TRANSCENDING BOUNDARIES: INDIGENEITY IN THEORY AND PRACTICE
EDITED BY I. B. HOPKINS AND JACK MURPHY
In the 1990s, the term ‘Indigeneity’ replaced the once common identifier ‘First Peoples.’ The rhetorical move was a purposeful one, attempting to broaden, rather than supplant, the scope of what it means to be natural to a land—to have a “historical continuity with pre-colonial societies,” as José Martínez Cobo framed it to the United Nations nearly four decades ago. Since then, scholars and activists have made important contributions in bearing out the inextricable link between Indigeneity and colonialism that Cobo invokes. This transition from First Peoples to Indigeneity, however, is far from a simple one. In his 2023 New Yorker article “It’s Time To Rethink the Idea of the ‘Indigenous,’” Manvir Singh insists that the two terms are not synonymous: “Many groups who identify as Indigenous don’t claim to be first peoples; many who did come first don’t claim to be Indigenous.”

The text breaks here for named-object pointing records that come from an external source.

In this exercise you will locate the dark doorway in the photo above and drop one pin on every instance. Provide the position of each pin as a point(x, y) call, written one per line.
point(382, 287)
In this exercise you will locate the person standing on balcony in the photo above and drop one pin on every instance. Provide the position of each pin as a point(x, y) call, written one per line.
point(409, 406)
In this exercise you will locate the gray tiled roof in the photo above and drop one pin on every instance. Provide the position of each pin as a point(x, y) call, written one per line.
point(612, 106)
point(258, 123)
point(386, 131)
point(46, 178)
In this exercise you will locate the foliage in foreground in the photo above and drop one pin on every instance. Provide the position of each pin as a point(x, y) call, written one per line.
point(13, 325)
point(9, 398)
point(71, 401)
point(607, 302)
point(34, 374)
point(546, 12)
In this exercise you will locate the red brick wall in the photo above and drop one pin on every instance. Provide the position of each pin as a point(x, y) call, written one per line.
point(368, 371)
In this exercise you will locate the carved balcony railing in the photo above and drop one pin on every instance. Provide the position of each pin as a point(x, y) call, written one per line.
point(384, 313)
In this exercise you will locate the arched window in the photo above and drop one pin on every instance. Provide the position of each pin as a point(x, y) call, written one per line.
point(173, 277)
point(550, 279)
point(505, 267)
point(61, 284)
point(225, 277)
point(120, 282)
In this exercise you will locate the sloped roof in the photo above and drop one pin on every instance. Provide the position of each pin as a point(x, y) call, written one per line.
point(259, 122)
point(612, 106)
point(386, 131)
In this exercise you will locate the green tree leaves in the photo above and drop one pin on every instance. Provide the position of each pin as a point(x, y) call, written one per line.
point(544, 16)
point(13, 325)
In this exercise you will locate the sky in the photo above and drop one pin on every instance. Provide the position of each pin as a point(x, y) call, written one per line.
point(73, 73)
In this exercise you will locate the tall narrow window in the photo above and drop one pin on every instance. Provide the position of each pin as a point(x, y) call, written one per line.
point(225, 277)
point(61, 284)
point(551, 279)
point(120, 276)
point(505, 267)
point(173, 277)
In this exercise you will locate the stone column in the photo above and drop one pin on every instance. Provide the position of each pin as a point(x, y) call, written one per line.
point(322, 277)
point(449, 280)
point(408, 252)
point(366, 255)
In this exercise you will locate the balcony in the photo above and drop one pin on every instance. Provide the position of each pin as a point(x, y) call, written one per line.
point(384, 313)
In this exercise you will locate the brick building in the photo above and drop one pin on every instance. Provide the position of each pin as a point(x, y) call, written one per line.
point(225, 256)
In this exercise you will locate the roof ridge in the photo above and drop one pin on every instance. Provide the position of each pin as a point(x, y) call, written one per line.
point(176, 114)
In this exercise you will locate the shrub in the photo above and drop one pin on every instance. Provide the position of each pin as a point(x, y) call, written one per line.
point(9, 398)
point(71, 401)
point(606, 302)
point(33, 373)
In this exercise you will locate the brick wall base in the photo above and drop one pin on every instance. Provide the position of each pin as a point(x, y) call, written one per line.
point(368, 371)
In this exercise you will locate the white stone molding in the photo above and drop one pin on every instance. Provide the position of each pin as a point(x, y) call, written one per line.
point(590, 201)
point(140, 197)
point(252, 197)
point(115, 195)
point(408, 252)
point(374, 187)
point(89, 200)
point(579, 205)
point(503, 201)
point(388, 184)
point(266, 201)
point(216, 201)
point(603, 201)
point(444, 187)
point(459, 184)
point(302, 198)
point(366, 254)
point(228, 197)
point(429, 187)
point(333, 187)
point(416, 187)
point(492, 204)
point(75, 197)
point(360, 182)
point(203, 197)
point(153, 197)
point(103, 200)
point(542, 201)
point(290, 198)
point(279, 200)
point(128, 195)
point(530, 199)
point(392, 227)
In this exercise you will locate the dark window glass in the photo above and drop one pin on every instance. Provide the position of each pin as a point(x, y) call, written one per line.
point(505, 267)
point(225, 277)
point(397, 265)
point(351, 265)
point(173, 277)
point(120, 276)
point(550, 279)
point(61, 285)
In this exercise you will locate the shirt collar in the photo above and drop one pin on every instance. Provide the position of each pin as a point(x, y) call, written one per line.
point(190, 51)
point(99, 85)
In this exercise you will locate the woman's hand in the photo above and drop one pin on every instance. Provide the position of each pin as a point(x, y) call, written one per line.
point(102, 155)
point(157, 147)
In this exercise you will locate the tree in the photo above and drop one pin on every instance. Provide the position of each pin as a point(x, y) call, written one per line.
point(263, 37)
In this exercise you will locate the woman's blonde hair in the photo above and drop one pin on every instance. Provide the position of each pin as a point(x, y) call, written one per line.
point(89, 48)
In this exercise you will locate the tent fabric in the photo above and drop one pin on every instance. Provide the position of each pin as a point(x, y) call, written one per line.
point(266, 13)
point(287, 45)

” Rather, Singh observes a worrying prioritization of colonial logic as the necessary backdrop to which Indigeneity is understood. Though Indigenous peoples comprise an expansive range of geographic, linguistic, and cultural markers, their identification with sole reference to pre-colonialism risks the reductivity that it sought to overcome: “Indigeneity is powerful. It can give a platform to the oppressed [ . . . ] Yet there’s also something troubling about categorizing a wildly diverse array of peoples around the world within a single identity—particularly one born of an ideology of social evolutionism, crafted in white-settler states, and burdened with colonialist baggage.” More than a question of semantics, Singh alerts us to both the powers and shortcomings of globalizing Indigeneity. How do we, then, maintain Indigeneity’s tie to the horrors of colonialism without allowing it to flatten beneath those same forces? In what follows, our contributors review four works that each uniquely describe how Indigeneity endures and, ultimately, transcends its boundaries.

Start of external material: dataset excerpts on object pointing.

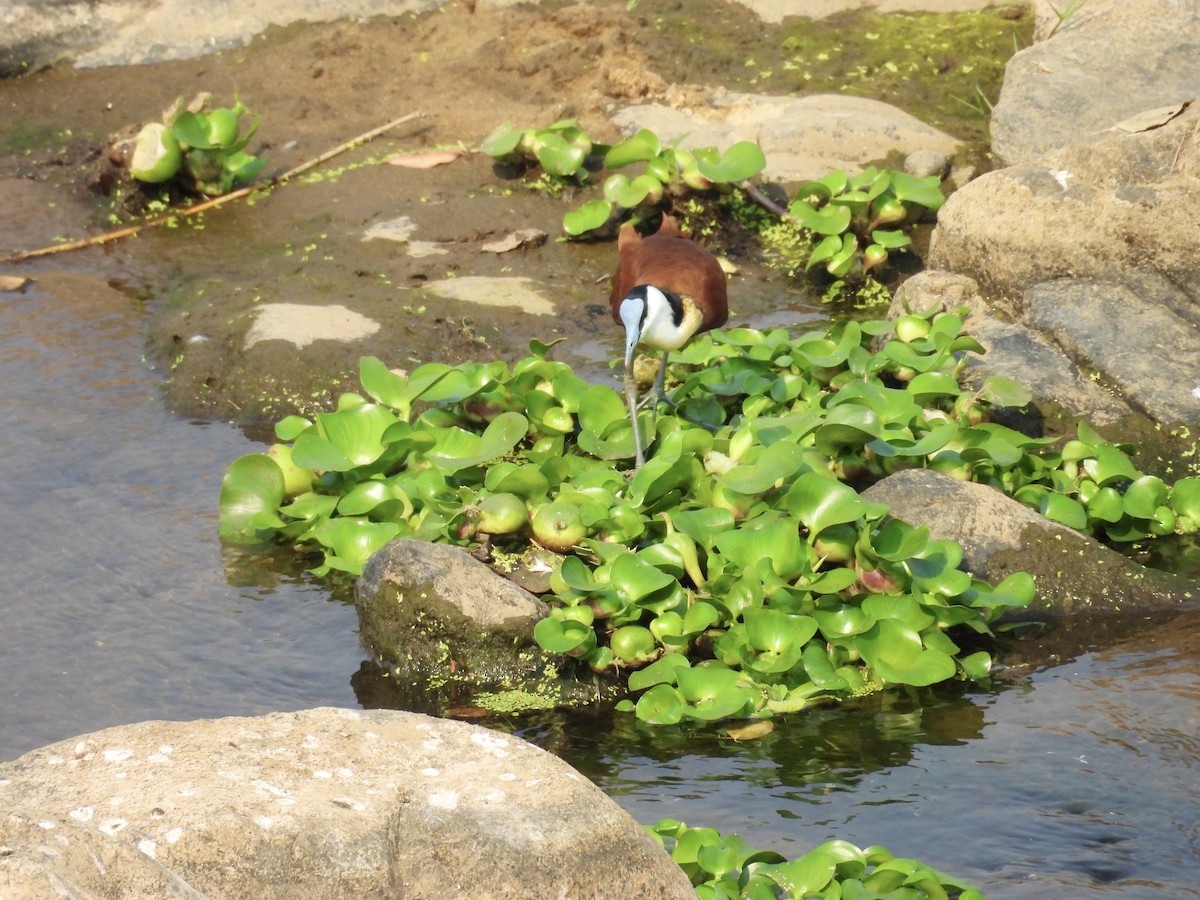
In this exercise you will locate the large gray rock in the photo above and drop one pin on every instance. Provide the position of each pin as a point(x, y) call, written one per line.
point(433, 610)
point(1116, 204)
point(1131, 336)
point(321, 804)
point(1092, 247)
point(1014, 351)
point(802, 137)
point(1107, 61)
point(1000, 537)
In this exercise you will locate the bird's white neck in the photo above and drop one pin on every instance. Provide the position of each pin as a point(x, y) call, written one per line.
point(666, 321)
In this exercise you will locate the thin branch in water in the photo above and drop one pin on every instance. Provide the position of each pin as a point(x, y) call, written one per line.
point(129, 232)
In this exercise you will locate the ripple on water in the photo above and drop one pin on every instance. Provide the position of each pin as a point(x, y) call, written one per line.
point(123, 609)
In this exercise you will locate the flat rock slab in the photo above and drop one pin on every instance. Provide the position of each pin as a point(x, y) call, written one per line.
point(1156, 360)
point(1000, 537)
point(802, 138)
point(520, 293)
point(300, 324)
point(322, 804)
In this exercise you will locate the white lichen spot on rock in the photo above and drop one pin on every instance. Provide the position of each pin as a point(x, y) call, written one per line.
point(270, 789)
point(112, 826)
point(491, 743)
point(444, 799)
point(300, 324)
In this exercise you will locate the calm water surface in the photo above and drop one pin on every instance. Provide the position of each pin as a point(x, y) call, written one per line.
point(1075, 780)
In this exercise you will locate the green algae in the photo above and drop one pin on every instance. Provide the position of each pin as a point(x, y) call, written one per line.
point(945, 69)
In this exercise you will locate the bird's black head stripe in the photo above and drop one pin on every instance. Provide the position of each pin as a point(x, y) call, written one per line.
point(639, 293)
point(672, 299)
point(676, 307)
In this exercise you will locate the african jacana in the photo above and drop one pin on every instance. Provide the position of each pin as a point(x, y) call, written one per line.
point(666, 289)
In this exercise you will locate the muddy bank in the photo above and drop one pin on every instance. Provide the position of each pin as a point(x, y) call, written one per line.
point(466, 69)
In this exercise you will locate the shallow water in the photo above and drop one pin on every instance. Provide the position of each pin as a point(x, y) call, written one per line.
point(1075, 780)
point(117, 605)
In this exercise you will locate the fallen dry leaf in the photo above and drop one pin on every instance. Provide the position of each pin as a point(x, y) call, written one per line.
point(426, 161)
point(525, 238)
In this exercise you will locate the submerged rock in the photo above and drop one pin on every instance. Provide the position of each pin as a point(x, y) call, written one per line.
point(1074, 574)
point(435, 612)
point(802, 137)
point(322, 804)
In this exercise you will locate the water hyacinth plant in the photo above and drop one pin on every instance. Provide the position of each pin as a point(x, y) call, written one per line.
point(726, 867)
point(738, 573)
point(203, 150)
point(564, 151)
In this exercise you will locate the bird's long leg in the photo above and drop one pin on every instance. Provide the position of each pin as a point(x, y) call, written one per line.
point(631, 400)
point(658, 394)
point(659, 390)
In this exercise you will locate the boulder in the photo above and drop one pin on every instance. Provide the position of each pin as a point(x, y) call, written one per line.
point(1117, 204)
point(1074, 574)
point(433, 611)
point(1061, 391)
point(803, 138)
point(1092, 71)
point(322, 804)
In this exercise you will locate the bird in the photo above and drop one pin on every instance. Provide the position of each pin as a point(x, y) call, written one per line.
point(666, 291)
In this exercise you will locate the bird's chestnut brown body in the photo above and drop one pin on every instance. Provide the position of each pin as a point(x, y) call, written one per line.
point(673, 263)
point(666, 289)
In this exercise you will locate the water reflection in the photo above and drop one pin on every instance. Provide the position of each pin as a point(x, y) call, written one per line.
point(1077, 780)
point(117, 606)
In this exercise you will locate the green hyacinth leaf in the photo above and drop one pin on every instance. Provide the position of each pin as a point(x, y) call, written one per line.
point(828, 220)
point(661, 705)
point(820, 502)
point(592, 215)
point(923, 191)
point(640, 147)
point(252, 487)
point(558, 156)
point(742, 161)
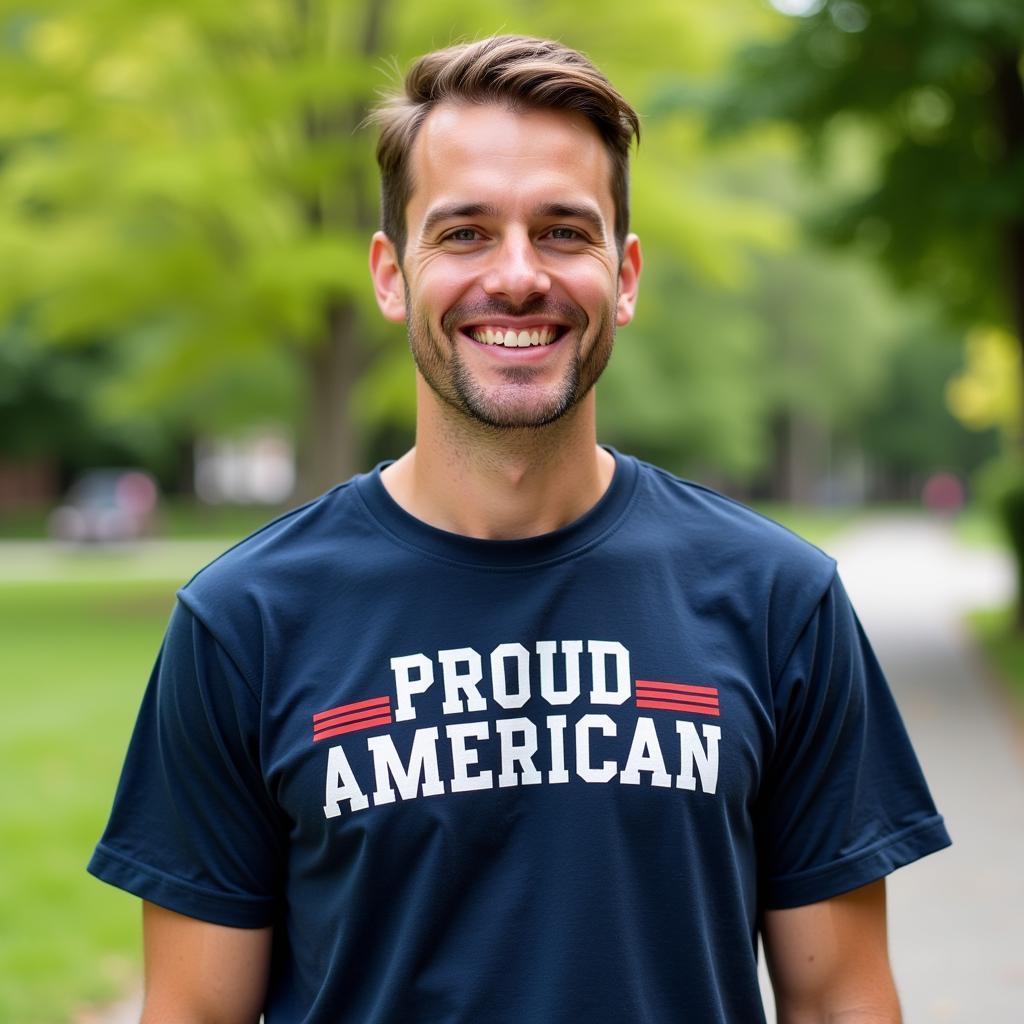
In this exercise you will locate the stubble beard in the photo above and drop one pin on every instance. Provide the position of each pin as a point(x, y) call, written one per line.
point(516, 403)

This special section commences with Ali Eren Yanik’s reappraisal of Deborah A. Miranda’s Bad Indians: A Tribal Memoir, reissued in 2022 in a special tenth anniversary edition. Yanik challenges the book’s categorization as “creative non-fiction” and instead outlines Miranda’s use of “multigeneric and multimodal narrative [ . . . ] which constitute a morphologically complex Native epistemology.” Both intimately personal and wryly critical of settler-colonial anthropologicalization, the enduring impact of Bad Indians seems to stem from its boundary- crossing methods for relating how California Indians survived the past 250 years. The “settler dance scholar” Jaqueline Shea Murphy lingers with her own distance from first-hand knowledge of Indigenous ways of being in her recent Dancing Indigenous Worlds: Choreographies of Relation, reviewed here by Cindy-Lou Holland. By participating in and reflecting on contemporary practices across Australia, New Zealand (Aoteroa), Canada, and the United States, Murphy extrapolates interpersonal, reciprocal methods for beginning to access the profound differences between her own background and Native dance cultures. As Holland emphasizes, though, the knowledge and experiences which are refused to Murphy present the most provocative meditations on settler- colonialism and the presumptions of academic research.

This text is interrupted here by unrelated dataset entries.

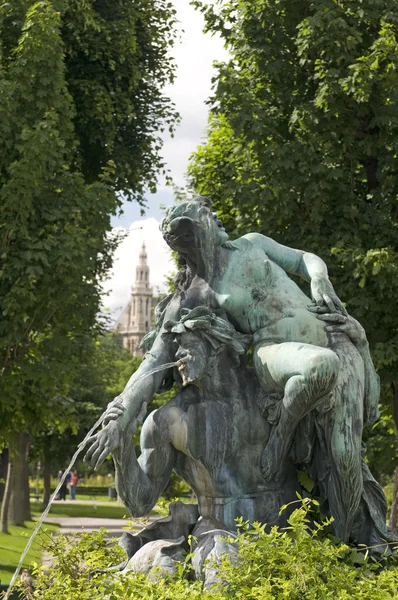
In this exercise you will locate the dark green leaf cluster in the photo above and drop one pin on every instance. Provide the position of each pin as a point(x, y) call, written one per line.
point(299, 562)
point(302, 142)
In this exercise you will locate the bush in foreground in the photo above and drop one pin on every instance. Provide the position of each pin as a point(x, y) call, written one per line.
point(299, 562)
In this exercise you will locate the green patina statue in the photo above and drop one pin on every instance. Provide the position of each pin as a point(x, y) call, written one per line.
point(238, 434)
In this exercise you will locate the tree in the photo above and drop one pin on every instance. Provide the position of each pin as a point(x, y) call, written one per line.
point(302, 146)
point(80, 83)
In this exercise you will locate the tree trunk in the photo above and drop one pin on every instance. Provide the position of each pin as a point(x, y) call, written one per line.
point(394, 508)
point(3, 471)
point(19, 509)
point(7, 497)
point(46, 481)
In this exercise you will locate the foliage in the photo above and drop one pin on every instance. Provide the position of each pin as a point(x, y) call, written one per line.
point(293, 563)
point(81, 109)
point(12, 545)
point(302, 146)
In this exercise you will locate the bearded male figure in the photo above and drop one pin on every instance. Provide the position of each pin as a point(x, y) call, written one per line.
point(298, 356)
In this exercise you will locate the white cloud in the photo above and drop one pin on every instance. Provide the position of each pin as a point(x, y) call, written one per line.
point(194, 56)
point(126, 260)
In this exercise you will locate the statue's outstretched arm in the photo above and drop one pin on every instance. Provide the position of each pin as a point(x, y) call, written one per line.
point(127, 409)
point(140, 391)
point(346, 324)
point(140, 483)
point(305, 264)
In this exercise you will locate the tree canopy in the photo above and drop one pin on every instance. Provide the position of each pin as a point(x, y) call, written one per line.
point(302, 142)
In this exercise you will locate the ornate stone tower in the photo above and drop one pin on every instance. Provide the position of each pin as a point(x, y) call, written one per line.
point(136, 319)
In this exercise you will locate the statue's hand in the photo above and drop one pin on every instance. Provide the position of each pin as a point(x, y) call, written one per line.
point(323, 294)
point(103, 443)
point(344, 324)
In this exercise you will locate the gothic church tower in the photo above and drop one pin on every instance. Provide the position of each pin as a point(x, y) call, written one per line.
point(136, 319)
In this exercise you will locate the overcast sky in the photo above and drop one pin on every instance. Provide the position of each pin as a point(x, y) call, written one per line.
point(194, 57)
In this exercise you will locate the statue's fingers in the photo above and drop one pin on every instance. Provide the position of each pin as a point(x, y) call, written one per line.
point(91, 439)
point(335, 328)
point(334, 318)
point(112, 415)
point(97, 453)
point(318, 298)
point(338, 303)
point(101, 458)
point(329, 303)
point(318, 309)
point(90, 451)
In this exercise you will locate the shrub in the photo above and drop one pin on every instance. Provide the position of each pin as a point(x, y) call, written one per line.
point(299, 562)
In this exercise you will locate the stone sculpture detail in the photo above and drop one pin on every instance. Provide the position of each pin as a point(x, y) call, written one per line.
point(237, 434)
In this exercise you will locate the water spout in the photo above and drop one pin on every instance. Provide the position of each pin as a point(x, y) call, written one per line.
point(80, 448)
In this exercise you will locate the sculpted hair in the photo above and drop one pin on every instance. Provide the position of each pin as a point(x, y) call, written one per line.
point(216, 330)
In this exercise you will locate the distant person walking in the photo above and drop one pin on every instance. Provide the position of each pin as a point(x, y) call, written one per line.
point(63, 489)
point(74, 478)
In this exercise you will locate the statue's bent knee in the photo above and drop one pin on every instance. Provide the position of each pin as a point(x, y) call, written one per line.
point(322, 372)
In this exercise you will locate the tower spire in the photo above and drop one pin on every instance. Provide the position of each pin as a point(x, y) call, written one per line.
point(143, 255)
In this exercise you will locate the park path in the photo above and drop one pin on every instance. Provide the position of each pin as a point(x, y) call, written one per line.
point(76, 525)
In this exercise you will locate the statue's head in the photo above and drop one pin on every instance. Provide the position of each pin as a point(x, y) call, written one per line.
point(191, 224)
point(201, 336)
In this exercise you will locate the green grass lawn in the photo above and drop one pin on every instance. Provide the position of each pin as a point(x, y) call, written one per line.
point(13, 544)
point(113, 511)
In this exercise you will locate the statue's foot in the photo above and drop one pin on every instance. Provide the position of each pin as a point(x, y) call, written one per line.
point(272, 460)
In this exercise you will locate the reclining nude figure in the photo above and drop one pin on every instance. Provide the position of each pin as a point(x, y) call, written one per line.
point(296, 355)
point(212, 433)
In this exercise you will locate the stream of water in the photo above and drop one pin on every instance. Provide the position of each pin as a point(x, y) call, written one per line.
point(80, 448)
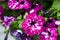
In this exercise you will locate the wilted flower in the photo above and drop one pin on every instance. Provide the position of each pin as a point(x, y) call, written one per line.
point(33, 24)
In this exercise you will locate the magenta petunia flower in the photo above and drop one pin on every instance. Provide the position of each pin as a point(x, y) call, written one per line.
point(19, 4)
point(35, 8)
point(50, 22)
point(27, 38)
point(7, 21)
point(1, 12)
point(33, 24)
point(49, 34)
point(18, 34)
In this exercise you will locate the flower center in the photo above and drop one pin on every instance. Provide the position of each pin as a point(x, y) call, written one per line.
point(22, 2)
point(32, 23)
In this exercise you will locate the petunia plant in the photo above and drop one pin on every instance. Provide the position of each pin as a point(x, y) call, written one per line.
point(31, 19)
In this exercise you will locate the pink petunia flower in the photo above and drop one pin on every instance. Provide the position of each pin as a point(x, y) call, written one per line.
point(33, 24)
point(7, 21)
point(19, 4)
point(49, 34)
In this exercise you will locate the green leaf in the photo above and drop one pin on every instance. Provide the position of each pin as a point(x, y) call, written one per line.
point(56, 4)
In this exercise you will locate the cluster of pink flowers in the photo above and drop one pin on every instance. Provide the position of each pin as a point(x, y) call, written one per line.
point(34, 24)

There is a related sense of peering around the edges of that which is deliberately occluded from the settler gaze in HBO’s recently released fourth season of the anthology series True Detective, subtitled Night Country in this installment. Nina Gary’s assessment tacks between the fascination and discomfort that the detective drama evokes in its depiction of the ‘Polar Night’ at a fictional Alaskan Inupiat community that also serves as a scientific research station. The violent revenge at the center of the season’s mystery instrumentalizes Native suffering in Gary’s estimate, calling further into question the orientation and purpose of narrative disclosure— especially in such a popular format. Decolonization that thinks beyond the binaries of Native/settler or natural/scientific may be difficult to imagine as a coherent, televisable theory, but the essays of Decolonial Conversations in Posthuman and New Material Rhetorics—edited by Jennifer Clary-Lemon and David M. Grant— offers some language for its trends and practice in the field of rhetoric. Jo Hurt’s review of the collection surveys the complementarity and contestestation among scholars working to characterize the “affinities and differences between Indigenous and new materialist frames.” These perspectives, she writes, “cultivat[e] pluriversal knowledge and decolonial action” in the service of reconfiguring the borders of Indigeneity as an epistemology. Indeed, we hope that these four reviews together offer an emergent framework for thinking about Indigeneity as a mode capable of decolonizing its colonial ties.